In [2]:
import pyspark
import pandas as pd
from pyspark import SparkContext


In [3]:
sc = SparkContext(master="local[2]")
sc

In the above output, the Spark UI is a link that opens the Spark dashboard in localhost: http://192.168.0.6:4040/, which will be running in the background. When one clicks the link it will open a Spark dashboard that shows the available jobs running on our machine. Currently, we have no running jobs as shown:

### Creating SparkSession
By creating SparkSession, it enables us to interact with the different Spark functionalities. The functionalities include data analysis and creating our text classification model.



In [4]:
from pyspark.sql import SparkSession 

## Initializing the TextClassifier

Using the imported SparkSession we can now initialize our app.



In [6]:
spark = SparkSession.builder.appName("TextClassifier").getOrCreate()

We use the builder.appName() method to give a name to our app.

After initializing our app, we can now view our launched UI to see the running jobs. The running jobs are shown below:

We use the Udemy dataset that contains all the courses offered by Udemy. The dataset contains the course title and subject they belong

In [7]:
df = spark.read.csv("udemy_dataset.csv",header=True,inferSchema=True)

In [8]:
df.show()

+---+---------+--------------------+--------------------+-------+-----+---------------+-----------+------------+------------------+----------------+--------------------+----------------+--------------------+
|_c0|course_id|        course_title|                 url|is_paid|price|num_subscribers|num_reviews|num_lectures|             level|content_duration| published_timestamp|         subject|  clean_course_title|
+---+---------+--------------------+--------------------+-------+-----+---------------+-----------+------------+------------------+----------------+--------------------+----------------+--------------------+
|  0|  1070968|Ultimate Investme...|https://www.udemy...|   True|  200|           2147|         23|          51|        All Levels|       1.5 hours|2017-01-18T20:58:58Z|Business Finance|Ultimate Investme...|
|  1|  1113822|Complete GST Cour...|https://www.udemy...|   True|   75|           2792|        923|         274|        All Levels|        39 hours|2017-03-09T16:34:20Z

In [9]:
df.columns

['_c0',
 'course_id',
 'course_title',
 'url',
 'is_paid',
 'price',
 'num_subscribers',
 'num_reviews',
 'num_lectures',
 'level',
 'content_duration',
 'published_timestamp',
 'subject',
 'clean_course_title']

We will only need the course_title and subject columns in building our model.

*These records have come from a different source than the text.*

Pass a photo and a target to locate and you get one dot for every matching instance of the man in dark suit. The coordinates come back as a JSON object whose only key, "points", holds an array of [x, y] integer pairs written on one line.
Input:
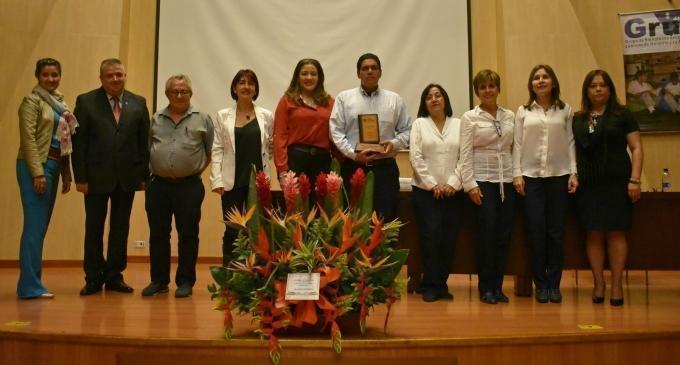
{"points": [[110, 161]]}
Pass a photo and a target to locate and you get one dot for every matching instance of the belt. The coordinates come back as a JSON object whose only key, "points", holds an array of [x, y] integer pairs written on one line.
{"points": [[314, 151], [175, 180], [376, 162], [54, 153]]}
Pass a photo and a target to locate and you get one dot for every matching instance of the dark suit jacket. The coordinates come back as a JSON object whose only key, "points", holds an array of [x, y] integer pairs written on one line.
{"points": [[106, 153]]}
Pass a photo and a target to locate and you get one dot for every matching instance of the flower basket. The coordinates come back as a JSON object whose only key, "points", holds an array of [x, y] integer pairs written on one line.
{"points": [[350, 249]]}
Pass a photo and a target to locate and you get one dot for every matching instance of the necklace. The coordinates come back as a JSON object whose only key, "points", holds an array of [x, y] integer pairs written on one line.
{"points": [[309, 101], [592, 122]]}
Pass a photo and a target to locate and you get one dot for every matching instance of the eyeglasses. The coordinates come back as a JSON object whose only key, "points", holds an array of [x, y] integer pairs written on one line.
{"points": [[179, 92], [497, 124]]}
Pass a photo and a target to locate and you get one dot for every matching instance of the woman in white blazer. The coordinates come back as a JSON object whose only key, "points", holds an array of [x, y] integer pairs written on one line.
{"points": [[433, 151], [243, 138]]}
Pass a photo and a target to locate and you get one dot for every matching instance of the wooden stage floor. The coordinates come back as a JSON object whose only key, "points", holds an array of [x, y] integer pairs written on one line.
{"points": [[113, 328]]}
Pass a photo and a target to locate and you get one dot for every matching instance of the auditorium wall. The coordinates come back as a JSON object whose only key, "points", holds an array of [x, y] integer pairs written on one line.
{"points": [[574, 36]]}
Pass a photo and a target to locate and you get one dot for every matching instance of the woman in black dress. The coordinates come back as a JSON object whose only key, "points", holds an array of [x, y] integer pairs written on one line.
{"points": [[609, 178]]}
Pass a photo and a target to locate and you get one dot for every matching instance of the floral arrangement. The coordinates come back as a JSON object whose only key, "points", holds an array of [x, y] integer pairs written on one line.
{"points": [[351, 249]]}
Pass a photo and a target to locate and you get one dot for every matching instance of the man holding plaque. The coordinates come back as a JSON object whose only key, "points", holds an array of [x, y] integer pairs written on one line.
{"points": [[369, 125]]}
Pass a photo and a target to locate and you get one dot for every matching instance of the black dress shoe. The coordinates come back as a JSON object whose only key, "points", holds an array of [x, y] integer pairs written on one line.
{"points": [[183, 291], [542, 295], [555, 296], [500, 297], [598, 300], [90, 289], [444, 294], [119, 286], [154, 289], [488, 298], [616, 302]]}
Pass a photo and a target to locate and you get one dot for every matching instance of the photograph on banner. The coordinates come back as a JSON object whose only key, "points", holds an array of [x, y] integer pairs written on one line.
{"points": [[651, 54]]}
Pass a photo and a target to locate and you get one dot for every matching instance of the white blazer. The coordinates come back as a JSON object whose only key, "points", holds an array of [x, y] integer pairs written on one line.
{"points": [[222, 167]]}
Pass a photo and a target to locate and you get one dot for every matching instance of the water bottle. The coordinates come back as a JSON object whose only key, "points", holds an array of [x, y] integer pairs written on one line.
{"points": [[666, 180]]}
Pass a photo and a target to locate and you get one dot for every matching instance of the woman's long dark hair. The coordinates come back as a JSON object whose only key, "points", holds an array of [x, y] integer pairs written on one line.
{"points": [[613, 104], [554, 93], [319, 94]]}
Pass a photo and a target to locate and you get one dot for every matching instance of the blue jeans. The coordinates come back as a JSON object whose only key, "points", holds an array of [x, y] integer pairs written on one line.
{"points": [[545, 207], [438, 223], [494, 227], [37, 213]]}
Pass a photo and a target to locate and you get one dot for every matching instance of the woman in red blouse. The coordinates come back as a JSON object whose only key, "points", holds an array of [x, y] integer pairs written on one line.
{"points": [[301, 139]]}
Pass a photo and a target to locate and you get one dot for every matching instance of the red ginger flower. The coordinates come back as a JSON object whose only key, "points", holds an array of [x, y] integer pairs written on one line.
{"points": [[333, 184], [264, 194], [321, 188], [357, 183], [291, 190]]}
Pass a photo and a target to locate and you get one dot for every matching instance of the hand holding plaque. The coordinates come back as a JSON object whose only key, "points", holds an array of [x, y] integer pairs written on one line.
{"points": [[369, 134]]}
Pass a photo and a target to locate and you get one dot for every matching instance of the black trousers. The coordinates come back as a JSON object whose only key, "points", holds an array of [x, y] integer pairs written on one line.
{"points": [[181, 199], [438, 224], [545, 207], [235, 198], [494, 227], [98, 269], [386, 192]]}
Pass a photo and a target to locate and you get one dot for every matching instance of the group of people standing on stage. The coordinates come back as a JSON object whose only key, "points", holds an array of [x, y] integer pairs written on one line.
{"points": [[543, 153]]}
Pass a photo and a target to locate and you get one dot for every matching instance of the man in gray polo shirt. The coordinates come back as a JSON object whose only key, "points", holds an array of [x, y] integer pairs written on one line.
{"points": [[180, 141]]}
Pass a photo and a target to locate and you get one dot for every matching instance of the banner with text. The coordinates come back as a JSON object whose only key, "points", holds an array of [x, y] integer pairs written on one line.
{"points": [[651, 49]]}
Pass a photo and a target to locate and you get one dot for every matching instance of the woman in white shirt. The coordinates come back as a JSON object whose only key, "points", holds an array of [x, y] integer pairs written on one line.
{"points": [[243, 137], [433, 151], [544, 171], [486, 171]]}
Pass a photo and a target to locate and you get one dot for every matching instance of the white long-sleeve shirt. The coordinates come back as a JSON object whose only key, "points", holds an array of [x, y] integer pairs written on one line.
{"points": [[394, 122], [435, 155], [544, 142], [486, 156]]}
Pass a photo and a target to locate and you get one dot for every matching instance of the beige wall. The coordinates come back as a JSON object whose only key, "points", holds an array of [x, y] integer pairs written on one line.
{"points": [[509, 36]]}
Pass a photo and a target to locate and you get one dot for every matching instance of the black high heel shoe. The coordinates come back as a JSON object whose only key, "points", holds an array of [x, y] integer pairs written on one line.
{"points": [[599, 299], [616, 302]]}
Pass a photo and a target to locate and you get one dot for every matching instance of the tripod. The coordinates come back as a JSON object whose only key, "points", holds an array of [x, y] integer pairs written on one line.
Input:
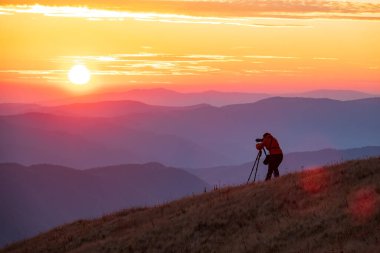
{"points": [[255, 165]]}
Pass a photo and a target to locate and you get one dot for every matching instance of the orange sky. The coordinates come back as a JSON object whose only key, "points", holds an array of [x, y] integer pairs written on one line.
{"points": [[255, 45]]}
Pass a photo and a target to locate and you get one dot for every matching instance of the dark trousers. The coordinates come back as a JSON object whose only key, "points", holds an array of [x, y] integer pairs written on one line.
{"points": [[274, 162]]}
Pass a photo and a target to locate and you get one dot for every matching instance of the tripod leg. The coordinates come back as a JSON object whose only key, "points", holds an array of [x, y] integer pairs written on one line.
{"points": [[256, 163]]}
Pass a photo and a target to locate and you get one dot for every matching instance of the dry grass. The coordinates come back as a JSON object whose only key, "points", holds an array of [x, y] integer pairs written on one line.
{"points": [[334, 209]]}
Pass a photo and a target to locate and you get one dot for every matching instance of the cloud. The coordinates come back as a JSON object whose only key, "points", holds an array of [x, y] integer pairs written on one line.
{"points": [[350, 9], [121, 15]]}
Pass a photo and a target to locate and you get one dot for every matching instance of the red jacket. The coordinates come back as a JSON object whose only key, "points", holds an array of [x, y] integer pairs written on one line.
{"points": [[271, 144]]}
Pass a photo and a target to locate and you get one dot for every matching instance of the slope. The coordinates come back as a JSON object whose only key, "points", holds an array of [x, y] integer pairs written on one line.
{"points": [[39, 197], [335, 209]]}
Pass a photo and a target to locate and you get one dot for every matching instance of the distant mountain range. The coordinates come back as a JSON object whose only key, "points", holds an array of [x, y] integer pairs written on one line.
{"points": [[98, 134], [36, 198], [293, 162], [165, 97], [159, 96]]}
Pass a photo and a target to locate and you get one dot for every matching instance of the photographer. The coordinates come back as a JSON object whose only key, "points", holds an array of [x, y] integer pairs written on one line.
{"points": [[275, 156]]}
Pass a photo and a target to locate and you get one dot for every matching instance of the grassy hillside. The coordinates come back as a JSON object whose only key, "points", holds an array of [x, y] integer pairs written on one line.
{"points": [[333, 209]]}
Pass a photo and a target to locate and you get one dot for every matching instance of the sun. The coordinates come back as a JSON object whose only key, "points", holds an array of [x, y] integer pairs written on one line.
{"points": [[79, 74]]}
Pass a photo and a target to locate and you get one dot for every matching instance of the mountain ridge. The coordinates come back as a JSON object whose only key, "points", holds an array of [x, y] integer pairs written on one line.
{"points": [[38, 197], [332, 209]]}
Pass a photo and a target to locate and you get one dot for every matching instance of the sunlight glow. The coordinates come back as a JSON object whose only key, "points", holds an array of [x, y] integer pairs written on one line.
{"points": [[79, 74]]}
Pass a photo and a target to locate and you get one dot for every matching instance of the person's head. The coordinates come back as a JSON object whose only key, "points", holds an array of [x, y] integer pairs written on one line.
{"points": [[266, 135]]}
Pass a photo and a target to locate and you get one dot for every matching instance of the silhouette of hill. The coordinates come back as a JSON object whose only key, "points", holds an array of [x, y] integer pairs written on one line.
{"points": [[333, 209], [191, 137], [36, 198], [297, 161], [165, 97]]}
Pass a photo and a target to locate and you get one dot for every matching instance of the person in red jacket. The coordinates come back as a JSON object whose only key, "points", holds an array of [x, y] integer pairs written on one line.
{"points": [[275, 154]]}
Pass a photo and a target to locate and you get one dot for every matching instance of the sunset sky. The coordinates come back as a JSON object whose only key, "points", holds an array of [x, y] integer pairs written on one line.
{"points": [[191, 45]]}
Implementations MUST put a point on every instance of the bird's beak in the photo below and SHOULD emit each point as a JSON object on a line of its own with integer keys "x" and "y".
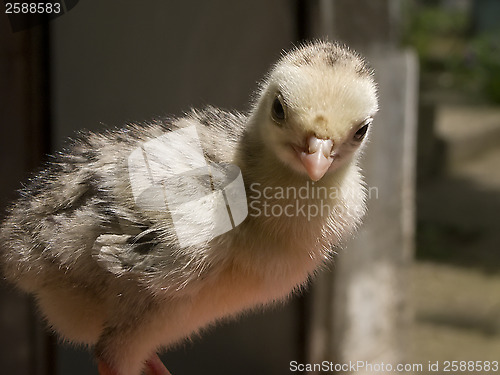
{"x": 316, "y": 157}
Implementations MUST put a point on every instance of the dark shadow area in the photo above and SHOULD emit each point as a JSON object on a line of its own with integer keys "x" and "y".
{"x": 458, "y": 224}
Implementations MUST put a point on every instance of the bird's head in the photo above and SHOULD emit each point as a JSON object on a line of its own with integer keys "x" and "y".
{"x": 316, "y": 107}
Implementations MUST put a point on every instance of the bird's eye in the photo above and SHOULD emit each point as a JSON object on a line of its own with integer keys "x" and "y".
{"x": 278, "y": 110}
{"x": 360, "y": 134}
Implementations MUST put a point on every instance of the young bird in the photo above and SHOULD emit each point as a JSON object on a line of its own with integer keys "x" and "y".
{"x": 111, "y": 272}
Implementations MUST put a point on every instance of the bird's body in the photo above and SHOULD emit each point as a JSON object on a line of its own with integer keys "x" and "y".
{"x": 112, "y": 275}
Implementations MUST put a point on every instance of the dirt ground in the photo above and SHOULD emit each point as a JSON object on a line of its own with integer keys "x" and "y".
{"x": 456, "y": 279}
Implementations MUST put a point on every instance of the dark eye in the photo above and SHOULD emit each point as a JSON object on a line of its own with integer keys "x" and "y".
{"x": 360, "y": 134}
{"x": 277, "y": 110}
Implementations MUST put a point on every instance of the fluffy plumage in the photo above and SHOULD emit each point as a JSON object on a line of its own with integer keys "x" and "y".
{"x": 108, "y": 274}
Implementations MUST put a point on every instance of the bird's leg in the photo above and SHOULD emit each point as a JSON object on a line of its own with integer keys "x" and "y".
{"x": 154, "y": 366}
{"x": 104, "y": 369}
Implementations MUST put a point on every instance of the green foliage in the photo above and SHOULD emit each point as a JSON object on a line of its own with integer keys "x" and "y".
{"x": 450, "y": 56}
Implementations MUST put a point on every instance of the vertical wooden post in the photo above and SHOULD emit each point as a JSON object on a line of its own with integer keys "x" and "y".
{"x": 24, "y": 139}
{"x": 361, "y": 310}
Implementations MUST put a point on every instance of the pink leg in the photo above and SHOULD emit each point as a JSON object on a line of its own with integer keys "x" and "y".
{"x": 154, "y": 366}
{"x": 104, "y": 369}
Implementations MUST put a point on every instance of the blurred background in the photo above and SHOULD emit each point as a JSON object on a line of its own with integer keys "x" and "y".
{"x": 419, "y": 283}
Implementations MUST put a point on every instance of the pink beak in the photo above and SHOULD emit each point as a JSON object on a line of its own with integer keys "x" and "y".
{"x": 316, "y": 157}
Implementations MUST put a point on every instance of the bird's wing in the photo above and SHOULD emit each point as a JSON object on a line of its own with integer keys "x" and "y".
{"x": 171, "y": 197}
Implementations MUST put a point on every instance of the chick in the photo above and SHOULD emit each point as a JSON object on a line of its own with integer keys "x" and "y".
{"x": 111, "y": 273}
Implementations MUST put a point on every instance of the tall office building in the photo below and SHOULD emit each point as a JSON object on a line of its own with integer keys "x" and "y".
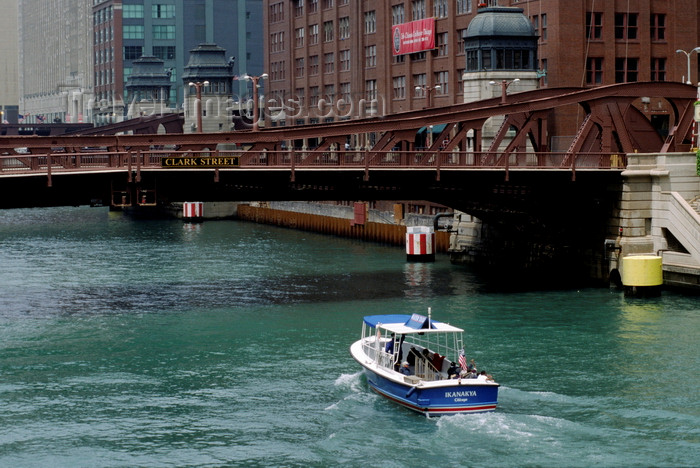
{"x": 125, "y": 30}
{"x": 55, "y": 60}
{"x": 9, "y": 85}
{"x": 399, "y": 55}
{"x": 76, "y": 55}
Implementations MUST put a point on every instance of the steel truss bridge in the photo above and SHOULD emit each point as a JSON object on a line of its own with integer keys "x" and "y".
{"x": 70, "y": 169}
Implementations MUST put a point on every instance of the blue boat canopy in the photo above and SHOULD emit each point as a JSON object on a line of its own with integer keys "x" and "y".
{"x": 419, "y": 322}
{"x": 403, "y": 323}
{"x": 374, "y": 320}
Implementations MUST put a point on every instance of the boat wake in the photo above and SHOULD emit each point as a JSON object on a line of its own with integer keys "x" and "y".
{"x": 352, "y": 383}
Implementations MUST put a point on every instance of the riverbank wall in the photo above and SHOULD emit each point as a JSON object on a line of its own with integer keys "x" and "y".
{"x": 342, "y": 221}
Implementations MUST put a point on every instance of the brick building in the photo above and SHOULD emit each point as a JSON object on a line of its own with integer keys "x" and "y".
{"x": 333, "y": 59}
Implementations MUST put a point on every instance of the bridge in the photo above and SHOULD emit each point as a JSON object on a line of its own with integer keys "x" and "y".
{"x": 519, "y": 187}
{"x": 105, "y": 165}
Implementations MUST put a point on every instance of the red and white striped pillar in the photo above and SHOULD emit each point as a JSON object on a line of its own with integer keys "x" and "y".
{"x": 420, "y": 244}
{"x": 192, "y": 211}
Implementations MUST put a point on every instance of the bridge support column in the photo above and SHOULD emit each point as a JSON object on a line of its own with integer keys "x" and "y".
{"x": 656, "y": 216}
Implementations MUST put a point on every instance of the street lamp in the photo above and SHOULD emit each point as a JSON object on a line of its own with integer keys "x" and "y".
{"x": 504, "y": 87}
{"x": 255, "y": 80}
{"x": 687, "y": 54}
{"x": 427, "y": 90}
{"x": 198, "y": 103}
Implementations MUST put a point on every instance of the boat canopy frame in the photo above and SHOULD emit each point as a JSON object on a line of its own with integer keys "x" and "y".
{"x": 417, "y": 330}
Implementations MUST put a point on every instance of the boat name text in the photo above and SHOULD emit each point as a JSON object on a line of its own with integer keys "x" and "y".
{"x": 465, "y": 393}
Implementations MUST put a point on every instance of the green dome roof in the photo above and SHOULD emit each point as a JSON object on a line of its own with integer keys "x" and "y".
{"x": 500, "y": 21}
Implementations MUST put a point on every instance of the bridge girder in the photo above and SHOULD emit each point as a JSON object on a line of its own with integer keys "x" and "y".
{"x": 610, "y": 123}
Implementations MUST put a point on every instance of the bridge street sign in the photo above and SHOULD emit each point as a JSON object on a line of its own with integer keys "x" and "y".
{"x": 194, "y": 162}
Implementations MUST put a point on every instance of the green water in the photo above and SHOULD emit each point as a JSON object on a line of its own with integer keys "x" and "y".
{"x": 158, "y": 343}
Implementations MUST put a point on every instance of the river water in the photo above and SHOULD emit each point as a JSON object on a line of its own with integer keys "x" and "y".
{"x": 158, "y": 343}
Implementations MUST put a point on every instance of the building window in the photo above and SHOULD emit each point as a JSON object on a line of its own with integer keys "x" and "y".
{"x": 277, "y": 12}
{"x": 300, "y": 97}
{"x": 344, "y": 28}
{"x": 626, "y": 70}
{"x": 329, "y": 62}
{"x": 461, "y": 36}
{"x": 328, "y": 31}
{"x": 658, "y": 69}
{"x": 460, "y": 81}
{"x": 371, "y": 56}
{"x": 440, "y": 8}
{"x": 442, "y": 42}
{"x": 277, "y": 42}
{"x": 163, "y": 31}
{"x": 313, "y": 65}
{"x": 594, "y": 71}
{"x": 313, "y": 34}
{"x": 419, "y": 83}
{"x": 345, "y": 92}
{"x": 443, "y": 80}
{"x": 132, "y": 52}
{"x": 344, "y": 60}
{"x": 543, "y": 67}
{"x": 397, "y": 14}
{"x": 371, "y": 89}
{"x": 299, "y": 37}
{"x": 299, "y": 67}
{"x": 313, "y": 96}
{"x": 370, "y": 22}
{"x": 658, "y": 28}
{"x": 132, "y": 11}
{"x": 626, "y": 26}
{"x": 594, "y": 25}
{"x": 399, "y": 87}
{"x": 164, "y": 52}
{"x": 329, "y": 93}
{"x": 463, "y": 6}
{"x": 543, "y": 29}
{"x": 472, "y": 60}
{"x": 298, "y": 8}
{"x": 163, "y": 11}
{"x": 417, "y": 9}
{"x": 133, "y": 31}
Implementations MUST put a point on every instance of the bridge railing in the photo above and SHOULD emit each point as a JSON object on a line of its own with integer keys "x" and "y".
{"x": 296, "y": 159}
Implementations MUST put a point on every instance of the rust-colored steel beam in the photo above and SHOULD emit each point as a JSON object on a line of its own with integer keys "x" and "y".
{"x": 679, "y": 95}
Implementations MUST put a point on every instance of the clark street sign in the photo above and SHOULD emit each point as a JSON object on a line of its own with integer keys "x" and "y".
{"x": 190, "y": 162}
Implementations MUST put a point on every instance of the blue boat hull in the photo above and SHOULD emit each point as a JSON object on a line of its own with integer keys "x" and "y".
{"x": 452, "y": 399}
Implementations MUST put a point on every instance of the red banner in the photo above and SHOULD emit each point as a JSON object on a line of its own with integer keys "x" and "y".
{"x": 415, "y": 36}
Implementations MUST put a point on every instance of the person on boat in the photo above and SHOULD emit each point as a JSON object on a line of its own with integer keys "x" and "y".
{"x": 389, "y": 348}
{"x": 453, "y": 371}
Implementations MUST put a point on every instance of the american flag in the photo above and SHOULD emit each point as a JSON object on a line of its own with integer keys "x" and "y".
{"x": 462, "y": 360}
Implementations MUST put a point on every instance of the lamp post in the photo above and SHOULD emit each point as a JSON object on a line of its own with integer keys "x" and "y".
{"x": 687, "y": 55}
{"x": 255, "y": 80}
{"x": 427, "y": 90}
{"x": 504, "y": 87}
{"x": 198, "y": 103}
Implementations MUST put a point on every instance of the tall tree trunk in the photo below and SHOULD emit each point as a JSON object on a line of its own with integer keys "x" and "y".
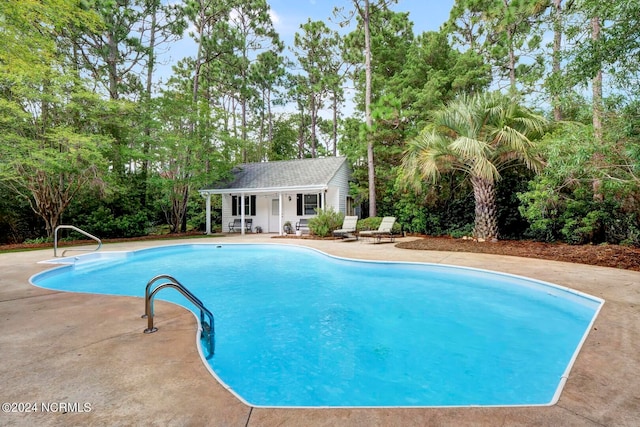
{"x": 147, "y": 127}
{"x": 367, "y": 105}
{"x": 596, "y": 85}
{"x": 314, "y": 123}
{"x": 486, "y": 212}
{"x": 555, "y": 67}
{"x": 335, "y": 124}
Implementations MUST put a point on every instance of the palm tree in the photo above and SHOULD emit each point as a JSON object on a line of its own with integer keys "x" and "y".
{"x": 480, "y": 136}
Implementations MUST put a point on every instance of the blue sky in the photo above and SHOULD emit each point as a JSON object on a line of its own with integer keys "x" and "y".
{"x": 288, "y": 15}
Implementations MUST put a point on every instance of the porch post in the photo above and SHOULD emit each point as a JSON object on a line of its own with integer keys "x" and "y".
{"x": 208, "y": 213}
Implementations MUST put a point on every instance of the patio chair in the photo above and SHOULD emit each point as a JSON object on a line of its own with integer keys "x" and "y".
{"x": 384, "y": 231}
{"x": 348, "y": 229}
{"x": 236, "y": 225}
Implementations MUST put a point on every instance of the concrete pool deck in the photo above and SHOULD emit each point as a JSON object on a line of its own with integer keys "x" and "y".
{"x": 82, "y": 359}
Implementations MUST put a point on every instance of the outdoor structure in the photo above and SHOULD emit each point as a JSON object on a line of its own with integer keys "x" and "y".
{"x": 272, "y": 193}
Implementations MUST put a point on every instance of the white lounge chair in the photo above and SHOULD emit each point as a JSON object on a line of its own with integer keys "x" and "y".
{"x": 384, "y": 231}
{"x": 348, "y": 228}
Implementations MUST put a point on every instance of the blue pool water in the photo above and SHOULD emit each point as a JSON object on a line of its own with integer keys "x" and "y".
{"x": 295, "y": 327}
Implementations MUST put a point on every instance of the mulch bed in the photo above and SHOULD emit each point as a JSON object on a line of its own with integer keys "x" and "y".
{"x": 624, "y": 257}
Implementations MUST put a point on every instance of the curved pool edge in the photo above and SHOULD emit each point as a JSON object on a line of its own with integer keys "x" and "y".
{"x": 108, "y": 255}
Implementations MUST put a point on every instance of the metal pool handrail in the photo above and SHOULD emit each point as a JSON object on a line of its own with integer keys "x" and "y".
{"x": 55, "y": 240}
{"x": 208, "y": 330}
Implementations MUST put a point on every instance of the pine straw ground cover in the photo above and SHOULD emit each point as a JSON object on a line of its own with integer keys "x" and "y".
{"x": 616, "y": 256}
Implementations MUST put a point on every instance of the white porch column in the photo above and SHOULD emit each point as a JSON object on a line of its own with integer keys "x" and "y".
{"x": 208, "y": 213}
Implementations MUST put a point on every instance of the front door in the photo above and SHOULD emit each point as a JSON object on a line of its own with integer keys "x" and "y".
{"x": 274, "y": 218}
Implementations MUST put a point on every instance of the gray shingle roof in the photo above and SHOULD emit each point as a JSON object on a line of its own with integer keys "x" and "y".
{"x": 282, "y": 174}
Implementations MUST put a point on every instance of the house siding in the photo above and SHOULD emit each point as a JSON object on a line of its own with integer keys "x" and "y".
{"x": 339, "y": 187}
{"x": 335, "y": 197}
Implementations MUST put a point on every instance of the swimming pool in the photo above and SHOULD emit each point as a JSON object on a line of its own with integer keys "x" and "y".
{"x": 297, "y": 328}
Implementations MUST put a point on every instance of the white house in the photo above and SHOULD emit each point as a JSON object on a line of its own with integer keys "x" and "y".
{"x": 271, "y": 193}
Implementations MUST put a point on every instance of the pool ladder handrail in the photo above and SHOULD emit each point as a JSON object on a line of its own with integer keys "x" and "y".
{"x": 207, "y": 328}
{"x": 74, "y": 228}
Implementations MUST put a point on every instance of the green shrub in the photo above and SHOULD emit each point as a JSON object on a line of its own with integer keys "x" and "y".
{"x": 325, "y": 222}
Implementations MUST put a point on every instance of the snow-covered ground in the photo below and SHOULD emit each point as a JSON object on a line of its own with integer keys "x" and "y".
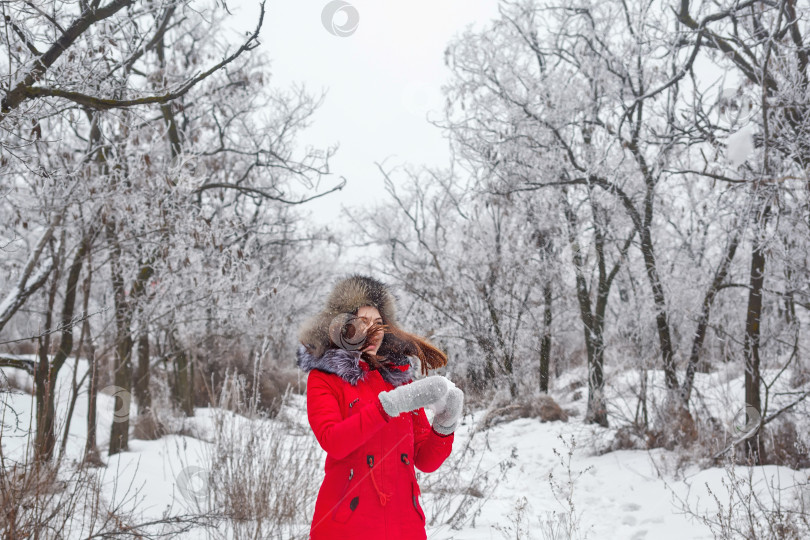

#### Selecting the needed columns
We select the course_title and subject columns. These are the columns we will use in building our model.



In [10]:
df.select('course_title','subject').show()

+--------------------+----------------+
|        course_title|         subject|
+--------------------+----------------+
|Ultimate Investme...|Business Finance|
|Complete GST Cour...|Business Finance|
|Financial Modelin...|Business Finance|
|Beginner to Pro -...|Business Finance|
|How To Maximize Y...|Business Finance|
|Trading Penny Sto...|Business Finance|
|Investing And Tra...|Business Finance|
|Trading Stock Cha...|Business Finance|
|Options Trading 3...|Business Finance|
|The Only Investme...|Business Finance|
|Forex Trading Sec...|Business Finance|
|Trading Options W...|Business Finance|
|Financial Managem...|Business Finance|
|Forex Trading Cou...|Business Finance|
|Python Algo Tradi...|Business Finance|
|Short Selling: Le...|Business Finance|
|Basic Technical A...|Business Finance|
|The Complete Char...|Business Finance|
|7 Deadly Mistakes...|Business Finance|
|Financial Stateme...|Business Finance|
+--------------------+----------------+
only showing top 20 rows



In [11]:
data = df.select('course_title','subject')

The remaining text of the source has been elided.